Xi Aquilae b / Fortitudo

Discovery
- Discovered by: Sato et al.
- Discovery site: Okayama Planet Search Program, Japan
- Discovery date: 19 February 2008
- Detection method: Radial velocity

Orbital characteristics
- Semi-major axis: 0.68 AU (102 million km)
- Eccentricity: 0
- Orbital period (sidereal): 136.75 ± 0.25 d 0.37439 y
- Time of periastron: 2,453,001.7 ± 1.4
- Star: Xi Aquilae

Physical characteristics
- Mass: ≥2.0 and <37.1 M_{J}

= Xi Aquilae b =

Extrasolar planet in the constellation Aquila

Xi Aquilae b (abbreviated ξ Aquilae b, ξ Aql b), formally named Fortitudo /fɔrtɪˈtjuːdoʊ/, is an extrasolar planet approximately 184 light-years from the Sun in the constellation of Aquila. The planet was discovered orbiting the yellow giant star Xi Aquilae in 2008. The planet has a minimum mass of 2.8 Jupiters and a period of 137 days.

==Name==
Following its discovery the planet was designated Xi Aquilae b. In July 2014 the International Astronomical Union (IAU) launched NameExoWorlds, a process for giving proper names to certain exoplanets and their host stars. The process involved public nomination and voting for the new names.
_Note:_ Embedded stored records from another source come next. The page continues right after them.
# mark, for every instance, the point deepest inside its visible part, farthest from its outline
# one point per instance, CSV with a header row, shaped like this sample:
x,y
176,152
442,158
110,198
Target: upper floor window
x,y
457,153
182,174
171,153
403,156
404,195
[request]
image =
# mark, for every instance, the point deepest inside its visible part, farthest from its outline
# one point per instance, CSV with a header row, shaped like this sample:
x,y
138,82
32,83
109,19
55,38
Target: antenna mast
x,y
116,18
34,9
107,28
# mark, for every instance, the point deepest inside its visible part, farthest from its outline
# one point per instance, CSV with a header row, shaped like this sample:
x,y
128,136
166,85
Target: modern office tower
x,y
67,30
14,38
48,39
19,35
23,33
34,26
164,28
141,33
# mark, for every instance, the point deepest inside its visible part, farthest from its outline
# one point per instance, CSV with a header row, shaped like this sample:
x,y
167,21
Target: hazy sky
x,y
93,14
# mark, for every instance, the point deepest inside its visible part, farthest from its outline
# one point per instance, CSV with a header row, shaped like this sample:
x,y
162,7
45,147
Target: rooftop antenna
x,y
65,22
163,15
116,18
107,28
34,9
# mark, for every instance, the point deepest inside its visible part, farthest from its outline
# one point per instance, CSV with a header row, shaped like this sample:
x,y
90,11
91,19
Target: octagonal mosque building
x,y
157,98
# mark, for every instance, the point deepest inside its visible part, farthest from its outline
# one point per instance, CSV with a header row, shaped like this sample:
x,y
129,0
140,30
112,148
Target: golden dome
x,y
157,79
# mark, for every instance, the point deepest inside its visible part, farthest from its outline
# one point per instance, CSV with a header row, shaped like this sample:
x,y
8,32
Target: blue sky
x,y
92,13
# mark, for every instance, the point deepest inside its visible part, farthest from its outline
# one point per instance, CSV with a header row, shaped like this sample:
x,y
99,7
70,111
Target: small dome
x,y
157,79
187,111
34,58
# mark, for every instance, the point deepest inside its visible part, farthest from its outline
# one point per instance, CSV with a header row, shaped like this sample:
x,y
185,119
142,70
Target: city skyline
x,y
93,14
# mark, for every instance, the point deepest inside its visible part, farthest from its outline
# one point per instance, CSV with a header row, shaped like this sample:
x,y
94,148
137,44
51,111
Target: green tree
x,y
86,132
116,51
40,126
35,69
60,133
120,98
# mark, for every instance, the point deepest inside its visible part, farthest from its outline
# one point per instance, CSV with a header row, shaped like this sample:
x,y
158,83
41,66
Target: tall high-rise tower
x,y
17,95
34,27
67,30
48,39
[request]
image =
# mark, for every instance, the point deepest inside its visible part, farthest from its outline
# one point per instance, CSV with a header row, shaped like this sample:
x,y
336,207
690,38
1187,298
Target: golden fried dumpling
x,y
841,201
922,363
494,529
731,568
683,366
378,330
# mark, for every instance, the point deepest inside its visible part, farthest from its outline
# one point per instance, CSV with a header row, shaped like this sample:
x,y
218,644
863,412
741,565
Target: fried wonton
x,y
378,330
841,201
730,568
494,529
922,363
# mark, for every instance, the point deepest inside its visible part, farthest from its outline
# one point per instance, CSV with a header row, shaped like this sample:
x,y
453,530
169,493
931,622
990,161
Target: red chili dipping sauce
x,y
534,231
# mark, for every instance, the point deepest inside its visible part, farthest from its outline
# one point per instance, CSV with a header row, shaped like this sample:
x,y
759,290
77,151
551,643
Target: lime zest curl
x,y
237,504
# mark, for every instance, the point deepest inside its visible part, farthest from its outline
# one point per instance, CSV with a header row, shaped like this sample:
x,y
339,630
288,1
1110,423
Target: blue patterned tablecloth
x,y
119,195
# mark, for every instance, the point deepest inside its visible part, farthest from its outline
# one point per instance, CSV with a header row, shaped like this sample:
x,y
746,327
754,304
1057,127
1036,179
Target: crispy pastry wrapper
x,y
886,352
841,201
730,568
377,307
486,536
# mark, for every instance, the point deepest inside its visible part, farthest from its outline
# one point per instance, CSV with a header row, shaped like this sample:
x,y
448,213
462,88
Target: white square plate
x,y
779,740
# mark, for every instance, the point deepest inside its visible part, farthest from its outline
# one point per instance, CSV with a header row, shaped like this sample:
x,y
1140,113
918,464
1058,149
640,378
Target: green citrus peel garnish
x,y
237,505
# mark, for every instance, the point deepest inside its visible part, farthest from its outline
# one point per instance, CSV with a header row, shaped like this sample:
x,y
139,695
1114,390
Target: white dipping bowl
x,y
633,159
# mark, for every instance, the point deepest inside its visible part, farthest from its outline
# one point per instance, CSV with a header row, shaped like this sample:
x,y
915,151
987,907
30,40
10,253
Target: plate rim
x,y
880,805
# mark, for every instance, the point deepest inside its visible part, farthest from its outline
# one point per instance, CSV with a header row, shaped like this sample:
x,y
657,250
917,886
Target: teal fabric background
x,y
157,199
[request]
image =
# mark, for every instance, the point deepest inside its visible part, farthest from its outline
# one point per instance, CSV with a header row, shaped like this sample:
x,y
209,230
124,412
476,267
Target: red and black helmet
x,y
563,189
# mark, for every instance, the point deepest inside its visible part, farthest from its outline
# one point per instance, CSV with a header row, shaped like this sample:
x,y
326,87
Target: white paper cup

In December 2015, the IAU announced the winning name was Fortitudo for this planet.

The winning name was submitted by Libertyer, a student club at Hosei University of Tokyo, Japan. Fortitudo is Latin for 'fortitude'. Aquila is Latin for 'eagle', a symbol of fortitude—emotional and mental strength in the face of adversity.